Starting as a trash collector, or any other legitimate profession, and working hard with basic principles of godly wisdom will always bring more success than following another bright idea for easy riches. Any lawful job pursued diligently, with God’s rules for success applied, will work! Instead of worrying about a glamorous job, worry about how diligent, faithful, punctual, and skilful you are with your boring job! Compare:

Hard work + savings + safe investments + patience = prosperity. This is tilling your land.

“Business opportunity” + “super investment” + rah-rah stories = poverty. This is vanity.

Young man, there are Ponzi schemes (if you do not know what one is, you better learn), stock tips, buying real estate with nothing down, insider information, “business opportunities,” sure-thing commodities trading, swamp land in Florida, “ground floor” opportunities, miracle products, multi-level marketing programs of all kinds, and other lies to relieve fools of their money, especially in a greedy and excessive generation like the present. Grow up, buy a farm, and get to work. You will be far ahead in the long run.

Love your job! Whatever it might be! Thank the LORD for it, even if you consider it boring. Work hard and faithfully at it. You will be satisfied with plenty of bread, and you will live to see the vain persons in bleak poverty. Eventually they will be unable to find another fool to buy their freeze-dried coconut as a business investment, and their “financial independence” lies will come tumbling down. You will have savings in the bank, an honest reputation for not promoting dreams, and a legitimate job for the future.

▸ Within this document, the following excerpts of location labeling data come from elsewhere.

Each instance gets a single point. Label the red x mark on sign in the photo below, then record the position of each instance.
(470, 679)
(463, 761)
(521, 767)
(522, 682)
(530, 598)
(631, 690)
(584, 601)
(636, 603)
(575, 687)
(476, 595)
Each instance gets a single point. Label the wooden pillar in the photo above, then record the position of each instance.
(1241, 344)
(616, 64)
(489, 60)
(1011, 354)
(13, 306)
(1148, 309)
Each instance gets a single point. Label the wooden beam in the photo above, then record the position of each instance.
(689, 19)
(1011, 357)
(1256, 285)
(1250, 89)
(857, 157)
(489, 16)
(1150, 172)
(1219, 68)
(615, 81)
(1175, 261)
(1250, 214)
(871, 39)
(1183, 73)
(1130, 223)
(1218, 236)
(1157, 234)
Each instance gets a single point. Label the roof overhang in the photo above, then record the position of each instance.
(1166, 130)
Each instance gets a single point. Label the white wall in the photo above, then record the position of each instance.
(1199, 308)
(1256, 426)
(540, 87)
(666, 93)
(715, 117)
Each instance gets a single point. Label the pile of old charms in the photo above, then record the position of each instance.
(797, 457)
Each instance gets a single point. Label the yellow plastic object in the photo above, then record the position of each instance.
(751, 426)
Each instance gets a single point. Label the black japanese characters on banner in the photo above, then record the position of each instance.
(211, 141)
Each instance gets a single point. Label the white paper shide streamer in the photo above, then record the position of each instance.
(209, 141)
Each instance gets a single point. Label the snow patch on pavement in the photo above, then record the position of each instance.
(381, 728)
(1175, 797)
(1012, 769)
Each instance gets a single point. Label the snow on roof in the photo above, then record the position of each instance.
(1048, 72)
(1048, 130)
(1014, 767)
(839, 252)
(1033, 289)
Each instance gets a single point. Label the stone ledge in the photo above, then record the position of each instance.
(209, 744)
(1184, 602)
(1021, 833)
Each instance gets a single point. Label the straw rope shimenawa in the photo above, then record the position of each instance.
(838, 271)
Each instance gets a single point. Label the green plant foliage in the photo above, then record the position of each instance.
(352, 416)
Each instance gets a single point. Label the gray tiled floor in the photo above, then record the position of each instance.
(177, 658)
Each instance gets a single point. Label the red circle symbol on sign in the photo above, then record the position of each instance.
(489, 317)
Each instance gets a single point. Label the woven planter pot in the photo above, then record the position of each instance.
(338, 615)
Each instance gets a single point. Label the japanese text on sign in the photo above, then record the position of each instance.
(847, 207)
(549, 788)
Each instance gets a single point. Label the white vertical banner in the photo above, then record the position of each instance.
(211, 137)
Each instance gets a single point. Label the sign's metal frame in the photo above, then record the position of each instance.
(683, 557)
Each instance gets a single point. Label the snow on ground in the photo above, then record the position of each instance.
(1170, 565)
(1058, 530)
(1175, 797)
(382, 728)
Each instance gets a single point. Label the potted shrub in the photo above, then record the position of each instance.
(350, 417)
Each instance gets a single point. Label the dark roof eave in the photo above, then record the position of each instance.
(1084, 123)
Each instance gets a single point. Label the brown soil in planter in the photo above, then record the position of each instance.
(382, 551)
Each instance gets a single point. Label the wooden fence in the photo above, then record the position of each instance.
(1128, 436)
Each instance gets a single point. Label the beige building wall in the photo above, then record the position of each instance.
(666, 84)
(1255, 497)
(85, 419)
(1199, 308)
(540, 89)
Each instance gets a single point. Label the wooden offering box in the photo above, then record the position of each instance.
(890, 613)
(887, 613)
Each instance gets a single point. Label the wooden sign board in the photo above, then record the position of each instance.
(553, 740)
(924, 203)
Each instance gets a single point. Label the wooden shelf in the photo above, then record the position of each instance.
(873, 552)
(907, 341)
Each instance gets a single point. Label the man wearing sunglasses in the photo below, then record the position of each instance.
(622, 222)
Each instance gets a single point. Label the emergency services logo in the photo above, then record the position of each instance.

The Lord Jesus had Easy Street offered to Him by the devil and the Jews (Luke 4:5-7; John 6:15), but He remained totally committed to the hard work of the cross, for He saw the true riches that were set before Him for patiently enduring (Heb 12:2-4; Ps 16:8-11).

Itching ears today call for a shiny, new form of godliness called contemporary and casual worship (II Tim 3:5; 4:3-4), but continuing in the old paths of sound doctrine will fill your soul with the finest bread (II Tim 3:14-17; 4:1-2; Jude 1:3; Jer 6:16; 23:28-29).